[DV_listserv] Recent Case

Domestic Violence issues dv_listserv at listsmart.osl.state.or.us
Thu Apr 5 10:35:50 PDT 2012


Prosecutors: The recent holding in Everett re: Defendant's right to cross-examine and court's broad discretion to determine what constitutes adequate cross-examination could be helpful in DV cases with recalcitrant victim-witnesses (i.e., we've all had the experience of the "cooperative" victim/witness who may testify minimally (but effectively) on direct and then respond on cross-examination w/ "I don't know, or I don't remember, or "I don't want to answer that question").
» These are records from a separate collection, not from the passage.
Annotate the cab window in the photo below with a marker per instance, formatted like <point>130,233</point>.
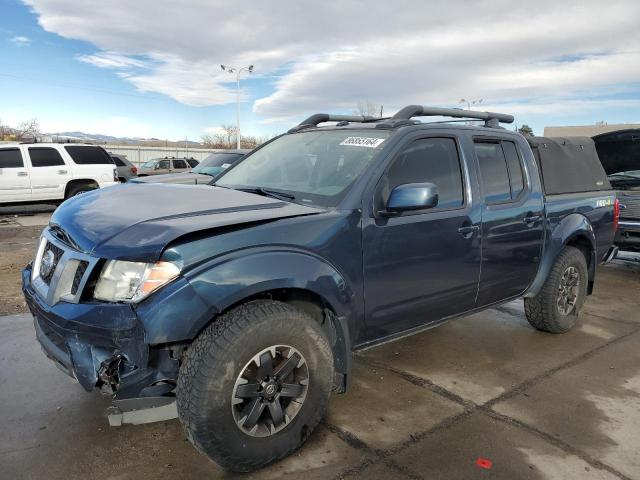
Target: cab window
<point>429,160</point>
<point>45,157</point>
<point>10,158</point>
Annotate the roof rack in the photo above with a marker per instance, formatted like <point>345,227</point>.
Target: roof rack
<point>403,117</point>
<point>316,119</point>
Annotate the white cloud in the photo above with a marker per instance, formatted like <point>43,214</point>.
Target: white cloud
<point>110,60</point>
<point>21,41</point>
<point>329,55</point>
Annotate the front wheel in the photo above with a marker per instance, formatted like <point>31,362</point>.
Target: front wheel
<point>254,384</point>
<point>556,307</point>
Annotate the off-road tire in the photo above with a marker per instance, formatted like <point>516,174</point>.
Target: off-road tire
<point>216,358</point>
<point>542,310</point>
<point>78,189</point>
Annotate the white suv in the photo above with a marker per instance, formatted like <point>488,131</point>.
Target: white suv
<point>52,171</point>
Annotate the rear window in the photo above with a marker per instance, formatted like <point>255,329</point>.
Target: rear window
<point>569,164</point>
<point>88,155</point>
<point>10,158</point>
<point>45,157</point>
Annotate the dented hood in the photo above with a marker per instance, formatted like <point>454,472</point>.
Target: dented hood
<point>136,222</point>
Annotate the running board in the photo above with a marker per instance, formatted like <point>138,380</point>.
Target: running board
<point>138,411</point>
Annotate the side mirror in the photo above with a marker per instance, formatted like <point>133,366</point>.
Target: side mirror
<point>412,196</point>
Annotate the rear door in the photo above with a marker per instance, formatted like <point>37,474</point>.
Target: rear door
<point>15,185</point>
<point>49,173</point>
<point>512,220</point>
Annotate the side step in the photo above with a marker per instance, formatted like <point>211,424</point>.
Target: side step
<point>137,411</point>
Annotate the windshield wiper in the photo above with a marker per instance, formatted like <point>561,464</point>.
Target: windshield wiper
<point>274,193</point>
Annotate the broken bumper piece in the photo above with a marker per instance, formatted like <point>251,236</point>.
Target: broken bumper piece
<point>101,345</point>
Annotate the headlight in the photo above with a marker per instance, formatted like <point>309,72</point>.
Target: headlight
<point>132,281</point>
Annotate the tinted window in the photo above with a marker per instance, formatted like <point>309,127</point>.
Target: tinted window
<point>10,158</point>
<point>493,170</point>
<point>515,168</point>
<point>45,157</point>
<point>432,160</point>
<point>179,164</point>
<point>88,155</point>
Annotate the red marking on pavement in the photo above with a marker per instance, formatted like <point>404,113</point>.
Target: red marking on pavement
<point>484,463</point>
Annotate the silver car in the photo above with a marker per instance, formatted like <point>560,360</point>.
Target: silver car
<point>160,166</point>
<point>207,169</point>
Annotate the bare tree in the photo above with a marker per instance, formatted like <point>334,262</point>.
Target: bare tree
<point>29,129</point>
<point>226,138</point>
<point>369,109</point>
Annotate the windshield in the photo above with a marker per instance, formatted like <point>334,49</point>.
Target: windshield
<point>314,167</point>
<point>216,163</point>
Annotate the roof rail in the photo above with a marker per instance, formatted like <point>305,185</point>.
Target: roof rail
<point>318,118</point>
<point>404,116</point>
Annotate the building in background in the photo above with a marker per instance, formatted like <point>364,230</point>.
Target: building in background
<point>587,130</point>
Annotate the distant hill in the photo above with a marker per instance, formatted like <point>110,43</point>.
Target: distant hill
<point>108,139</point>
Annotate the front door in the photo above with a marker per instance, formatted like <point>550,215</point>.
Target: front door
<point>49,173</point>
<point>421,266</point>
<point>15,185</point>
<point>512,221</point>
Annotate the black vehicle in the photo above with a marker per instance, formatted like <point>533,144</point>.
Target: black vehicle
<point>203,173</point>
<point>619,153</point>
<point>245,299</point>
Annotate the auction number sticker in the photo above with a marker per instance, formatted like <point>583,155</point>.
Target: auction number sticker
<point>368,142</point>
<point>604,202</point>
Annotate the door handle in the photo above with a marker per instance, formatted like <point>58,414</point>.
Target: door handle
<point>467,232</point>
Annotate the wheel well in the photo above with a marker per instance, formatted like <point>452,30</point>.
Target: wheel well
<point>83,181</point>
<point>583,244</point>
<point>320,310</point>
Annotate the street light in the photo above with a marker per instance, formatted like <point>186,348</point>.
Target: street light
<point>237,71</point>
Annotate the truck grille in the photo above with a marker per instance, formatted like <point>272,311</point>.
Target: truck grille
<point>632,204</point>
<point>60,272</point>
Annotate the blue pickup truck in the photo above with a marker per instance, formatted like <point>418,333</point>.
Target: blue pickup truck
<point>243,301</point>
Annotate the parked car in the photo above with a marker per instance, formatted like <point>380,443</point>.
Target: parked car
<point>619,153</point>
<point>212,166</point>
<point>42,172</point>
<point>245,299</point>
<point>160,166</point>
<point>126,169</point>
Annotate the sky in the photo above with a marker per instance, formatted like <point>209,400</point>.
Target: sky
<point>151,68</point>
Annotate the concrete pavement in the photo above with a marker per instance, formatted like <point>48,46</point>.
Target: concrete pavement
<point>485,396</point>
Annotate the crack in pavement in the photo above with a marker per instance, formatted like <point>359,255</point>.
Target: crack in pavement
<point>383,456</point>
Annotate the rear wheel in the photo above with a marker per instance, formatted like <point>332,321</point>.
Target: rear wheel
<point>556,307</point>
<point>254,384</point>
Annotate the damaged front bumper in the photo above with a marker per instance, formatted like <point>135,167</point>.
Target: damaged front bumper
<point>101,345</point>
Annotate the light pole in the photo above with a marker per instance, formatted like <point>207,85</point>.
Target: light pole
<point>470,102</point>
<point>237,71</point>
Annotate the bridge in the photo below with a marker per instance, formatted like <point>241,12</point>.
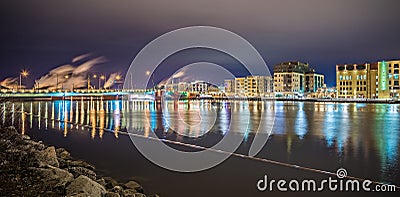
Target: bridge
<point>76,94</point>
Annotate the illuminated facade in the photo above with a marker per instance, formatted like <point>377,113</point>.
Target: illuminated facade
<point>295,78</point>
<point>253,86</point>
<point>369,80</point>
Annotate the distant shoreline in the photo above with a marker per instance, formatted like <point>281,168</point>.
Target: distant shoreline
<point>331,100</point>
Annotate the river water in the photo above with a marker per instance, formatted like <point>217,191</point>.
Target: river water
<point>361,138</point>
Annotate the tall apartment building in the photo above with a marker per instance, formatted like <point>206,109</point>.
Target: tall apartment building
<point>369,80</point>
<point>229,85</point>
<point>251,86</point>
<point>291,78</point>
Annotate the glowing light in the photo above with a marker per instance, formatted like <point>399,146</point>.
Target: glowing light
<point>383,76</point>
<point>24,73</point>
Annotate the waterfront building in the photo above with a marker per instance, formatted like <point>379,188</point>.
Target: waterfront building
<point>229,86</point>
<point>369,80</point>
<point>253,86</point>
<point>295,79</point>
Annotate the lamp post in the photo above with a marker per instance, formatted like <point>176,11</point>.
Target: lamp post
<point>102,77</point>
<point>95,76</point>
<point>23,73</point>
<point>66,77</point>
<point>118,78</point>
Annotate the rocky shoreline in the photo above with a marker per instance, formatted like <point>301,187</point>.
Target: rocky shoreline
<point>30,168</point>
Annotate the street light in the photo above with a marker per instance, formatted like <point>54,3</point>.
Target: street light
<point>118,79</point>
<point>102,77</point>
<point>95,77</point>
<point>23,73</point>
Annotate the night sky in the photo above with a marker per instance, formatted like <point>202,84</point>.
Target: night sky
<point>41,35</point>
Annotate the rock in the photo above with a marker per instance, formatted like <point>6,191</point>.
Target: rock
<point>54,177</point>
<point>130,193</point>
<point>80,163</point>
<point>134,185</point>
<point>101,181</point>
<point>84,185</point>
<point>110,183</point>
<point>112,194</point>
<point>62,153</point>
<point>48,157</point>
<point>77,171</point>
<point>117,189</point>
<point>25,137</point>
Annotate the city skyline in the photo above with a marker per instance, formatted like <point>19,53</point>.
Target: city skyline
<point>40,36</point>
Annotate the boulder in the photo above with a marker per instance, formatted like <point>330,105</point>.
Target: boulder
<point>53,177</point>
<point>117,189</point>
<point>62,153</point>
<point>110,182</point>
<point>86,186</point>
<point>112,194</point>
<point>77,171</point>
<point>134,185</point>
<point>130,193</point>
<point>48,157</point>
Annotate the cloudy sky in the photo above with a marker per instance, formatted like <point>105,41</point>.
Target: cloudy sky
<point>41,35</point>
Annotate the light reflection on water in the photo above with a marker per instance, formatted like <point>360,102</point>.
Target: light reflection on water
<point>355,132</point>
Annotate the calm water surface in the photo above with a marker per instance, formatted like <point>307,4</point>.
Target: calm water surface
<point>362,138</point>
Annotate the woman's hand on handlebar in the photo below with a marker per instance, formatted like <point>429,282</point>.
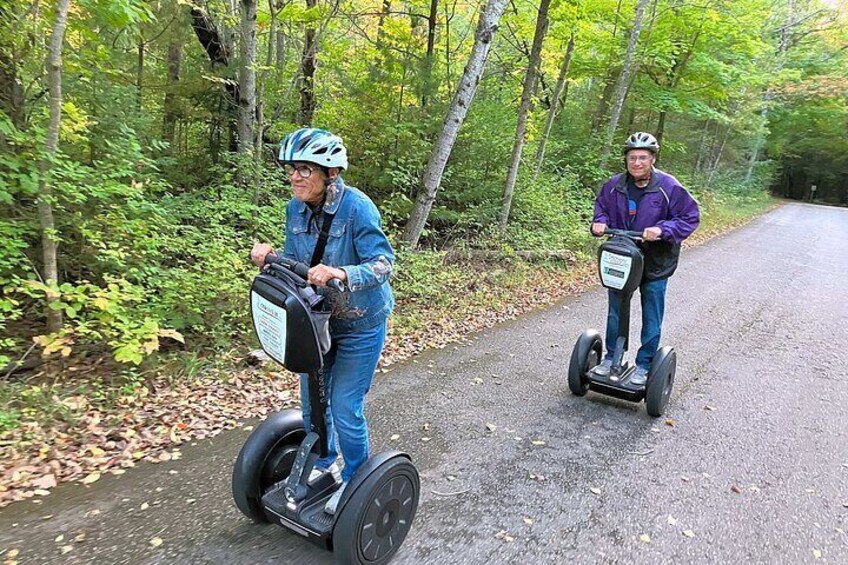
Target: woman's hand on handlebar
<point>258,253</point>
<point>320,274</point>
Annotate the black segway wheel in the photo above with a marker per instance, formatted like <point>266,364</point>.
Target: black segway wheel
<point>585,355</point>
<point>265,459</point>
<point>375,520</point>
<point>660,381</point>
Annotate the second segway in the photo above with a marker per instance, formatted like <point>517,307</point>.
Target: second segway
<point>620,266</point>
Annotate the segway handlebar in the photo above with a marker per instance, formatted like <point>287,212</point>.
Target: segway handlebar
<point>626,233</point>
<point>300,269</point>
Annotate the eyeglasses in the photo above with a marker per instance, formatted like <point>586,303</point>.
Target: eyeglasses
<point>305,171</point>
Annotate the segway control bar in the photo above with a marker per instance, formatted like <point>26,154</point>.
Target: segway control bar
<point>300,269</point>
<point>637,235</point>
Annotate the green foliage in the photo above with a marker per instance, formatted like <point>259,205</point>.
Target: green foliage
<point>153,234</point>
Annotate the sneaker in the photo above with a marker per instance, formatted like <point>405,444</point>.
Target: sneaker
<point>639,376</point>
<point>316,472</point>
<point>333,503</point>
<point>604,368</point>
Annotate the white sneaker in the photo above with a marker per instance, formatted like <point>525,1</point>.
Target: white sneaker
<point>603,369</point>
<point>333,503</point>
<point>640,376</point>
<point>316,472</point>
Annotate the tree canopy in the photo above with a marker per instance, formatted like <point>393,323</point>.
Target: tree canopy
<point>167,114</point>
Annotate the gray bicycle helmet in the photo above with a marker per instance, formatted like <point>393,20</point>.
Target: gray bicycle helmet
<point>314,146</point>
<point>642,140</point>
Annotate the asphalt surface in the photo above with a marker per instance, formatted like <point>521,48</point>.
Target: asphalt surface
<point>760,406</point>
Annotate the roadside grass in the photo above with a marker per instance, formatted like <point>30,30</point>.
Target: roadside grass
<point>92,418</point>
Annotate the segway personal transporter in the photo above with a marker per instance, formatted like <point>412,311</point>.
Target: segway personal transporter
<point>620,265</point>
<point>271,477</point>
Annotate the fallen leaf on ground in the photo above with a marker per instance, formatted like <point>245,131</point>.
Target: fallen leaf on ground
<point>92,477</point>
<point>48,481</point>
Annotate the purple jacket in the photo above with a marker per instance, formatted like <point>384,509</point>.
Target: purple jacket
<point>666,204</point>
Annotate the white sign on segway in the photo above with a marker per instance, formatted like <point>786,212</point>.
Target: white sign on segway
<point>270,322</point>
<point>615,269</point>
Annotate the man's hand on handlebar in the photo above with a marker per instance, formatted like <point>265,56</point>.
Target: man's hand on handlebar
<point>320,274</point>
<point>652,234</point>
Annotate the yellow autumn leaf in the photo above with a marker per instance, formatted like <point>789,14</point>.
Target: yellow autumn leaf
<point>91,478</point>
<point>173,334</point>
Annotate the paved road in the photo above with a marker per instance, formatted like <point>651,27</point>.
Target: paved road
<point>759,321</point>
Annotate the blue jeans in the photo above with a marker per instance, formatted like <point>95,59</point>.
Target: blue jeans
<point>348,371</point>
<point>652,296</point>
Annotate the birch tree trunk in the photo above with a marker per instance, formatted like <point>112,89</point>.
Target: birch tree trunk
<point>487,26</point>
<point>524,111</point>
<point>560,93</point>
<point>428,59</point>
<point>45,191</point>
<point>624,79</point>
<point>139,74</point>
<point>247,77</point>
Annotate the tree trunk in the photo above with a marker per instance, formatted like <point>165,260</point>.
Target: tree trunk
<point>45,191</point>
<point>560,92</point>
<point>247,77</point>
<point>428,59</point>
<point>11,92</point>
<point>378,68</point>
<point>524,110</point>
<point>169,105</point>
<point>660,127</point>
<point>139,75</point>
<point>717,159</point>
<point>624,80</point>
<point>280,51</point>
<point>487,26</point>
<point>307,77</point>
<point>702,150</point>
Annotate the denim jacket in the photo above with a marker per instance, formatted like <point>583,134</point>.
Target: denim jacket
<point>357,245</point>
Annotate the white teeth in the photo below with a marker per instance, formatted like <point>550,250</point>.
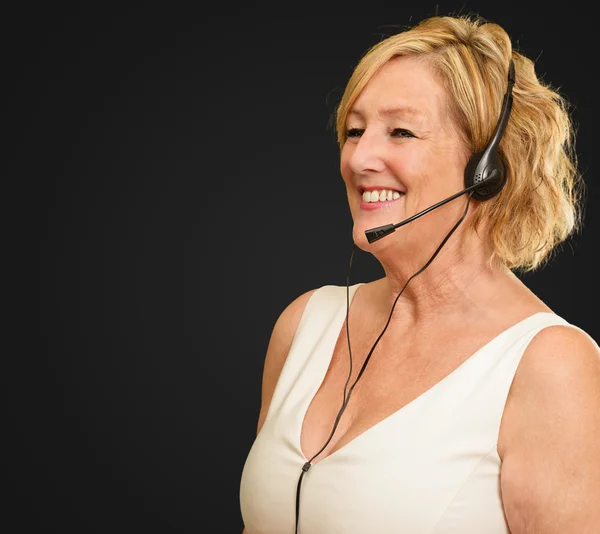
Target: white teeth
<point>383,195</point>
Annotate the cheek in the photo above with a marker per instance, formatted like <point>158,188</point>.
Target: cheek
<point>345,170</point>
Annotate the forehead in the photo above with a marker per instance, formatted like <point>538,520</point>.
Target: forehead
<point>404,87</point>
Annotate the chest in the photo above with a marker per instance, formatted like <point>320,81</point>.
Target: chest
<point>397,373</point>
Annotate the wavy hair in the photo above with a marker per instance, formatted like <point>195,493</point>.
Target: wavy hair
<point>540,205</point>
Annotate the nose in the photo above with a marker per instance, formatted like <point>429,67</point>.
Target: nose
<point>367,155</point>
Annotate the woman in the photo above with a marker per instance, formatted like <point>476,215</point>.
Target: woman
<point>479,410</point>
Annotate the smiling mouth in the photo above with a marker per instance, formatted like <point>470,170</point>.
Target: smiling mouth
<point>380,196</point>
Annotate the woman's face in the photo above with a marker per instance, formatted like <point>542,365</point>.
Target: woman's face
<point>402,147</point>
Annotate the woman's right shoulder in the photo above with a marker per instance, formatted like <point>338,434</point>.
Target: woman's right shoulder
<point>280,343</point>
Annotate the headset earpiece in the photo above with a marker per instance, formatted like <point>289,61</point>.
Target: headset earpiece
<point>490,168</point>
<point>487,165</point>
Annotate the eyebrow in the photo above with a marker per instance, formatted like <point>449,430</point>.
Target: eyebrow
<point>395,111</point>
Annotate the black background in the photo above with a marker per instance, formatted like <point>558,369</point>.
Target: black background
<point>184,180</point>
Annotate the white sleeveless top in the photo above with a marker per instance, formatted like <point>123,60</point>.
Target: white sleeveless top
<point>432,467</point>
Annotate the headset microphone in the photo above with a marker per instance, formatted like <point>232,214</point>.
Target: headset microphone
<point>485,173</point>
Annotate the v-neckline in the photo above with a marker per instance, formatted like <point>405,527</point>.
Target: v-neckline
<point>327,362</point>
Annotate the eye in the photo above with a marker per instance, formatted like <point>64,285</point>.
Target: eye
<point>401,132</point>
<point>354,132</point>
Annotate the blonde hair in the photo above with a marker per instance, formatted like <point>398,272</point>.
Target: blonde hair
<point>539,207</point>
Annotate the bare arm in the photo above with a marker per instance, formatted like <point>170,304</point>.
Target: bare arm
<point>277,351</point>
<point>550,475</point>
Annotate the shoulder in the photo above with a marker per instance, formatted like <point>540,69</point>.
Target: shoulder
<point>282,335</point>
<point>551,434</point>
<point>558,358</point>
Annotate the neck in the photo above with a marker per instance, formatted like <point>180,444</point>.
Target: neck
<point>459,276</point>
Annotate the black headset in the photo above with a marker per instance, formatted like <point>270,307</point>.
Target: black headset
<point>485,176</point>
<point>487,165</point>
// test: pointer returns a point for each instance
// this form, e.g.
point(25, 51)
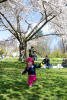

INMATE PROPERLY CONVICTED OF SOLICITATION TO COMMIT AGGRAVATED MURDER FOR
ATTEMPTING TO PERSUADE ANOTHER INMATE TO PASS INFORMATION TO BIKER GANG;
TRIAL COURT PROPERLY REFUSED TO STRIKE WITNESS'S TESTIMONY ON DIRECT WHEN HE
INVOKED FIFTH ON CROSS-EXAMINATION
State v. Everett, __ Or App __, __ P3d __ (March 28, 2012) (Clackamas) (AAG Doug
Zier). Defendant attempted to run over Deputy Moss. Then, while in jail awaiting trial, he
attempted to solicit Piatt, who was an enforcer for "the Outsiders" (an outlaw motorcycle gang)
to murder Moss. But Piatt informed the police and testified before the grand jury, which indicted
defendant for solicitation to commit aggravated murder of Moss, listing Piatt as a witness. While
awaiting trial on this new solicitation charge, defendant met Van Alstine and solicited him to
deliver incriminating evidence to the Outsiders motorcycle gang showing that Piatt was a police
informer; defendant told Van Alstine that the Outsiders would "take care of" Piatt so he would
not appear in court. But Van Alstine also was an informer, and defendant was charged with
solicitation to commit aggravated murder of Piatt, too. At trial, Piatt testified at trial, admitted he
had engaged in illegal activities as "enforcer," but when he was asked a question on cross examination
whether he had ever killed anyone, he invoked the Fifth and refused to answer.
Defendant moved to strike Piatt's testimony or for a mistrial, but the trial court denied those
motions. Defendant was convicted of those charges.
Held: Affirmed (Nakamoto, J.). [1] The trial court correctly denied defendant's motion
for a judgment of acquittal on the charge that he solicited Van Alstine to murder Piatt. Although
defendant intended that Van Alstine to be only a messenger to the Outsiders rather than the
killer, if Val Alstine had provided the information he knowingly would have been an accomplice.
"As a matter of law, a person commits the crime of solicitation when that person solicits an
intermediary to procure a third party to commit the intended crime so long as the intermediary is
aware of that intended crime." [2] "Trial courts have broad discretion to control the presentation
of evidence, including the discretion to strike the testimony of a witness who refuses to answer
questions on cross-examination or to impose a less onerous sanction when appropriate. Our
review of the trial court's denial of a mistrial is also for abuse of discretion because the trial court
is in the best position to assess and to rectify the potential prejudice to the defendant."
[3] "When a witness refuses to answer questions on cross-examination that are necessary to test
the witness's direct testimony, the trial court has discretion to strike the witness's testimony
because it undermines the trier of fact's ability to rely on the witness's direct testimony.
Whether the court should strike the witness's testimony depends on whether the question directly
relates to the subject matter of the witness's direct examination or relates to a collateral matter."
[4] "Given the attenuated relevance of the proposed question and possible answer and
defendant's otherwise unfettered ability to cross-examine Piatt, the trial court's exclusion of the
question did not require it to strike all of Piatt's testimony." [5] Defendant was not entitled under
Crawford v. Washington to have Piatt's testimony stricken based on his refusal to answer the
question: "Piatt's trial testimony was not an out-of-court statement, so Crawford does not apply
to it [and] Piatt was available for cross-examination and was, in fact, cross-examined about his
direct testimony."
http://courts.oregon.gov/Publications/A140675.pdf


REMEMBER ALSO:

(Uncooperative victim/witness) The case that I always cite is State v. Sullivan, 217 Or App 208 (2007) (fact that cross-examination was not effective does not mean that defendant lacked that opportunity; victim's lack of memory did not mean that defendant was denied opportunity for cross-examination).  There's also (slightly more recently) State v. Bumgarner, 219 Or App 617 (2008) (holding the same thing).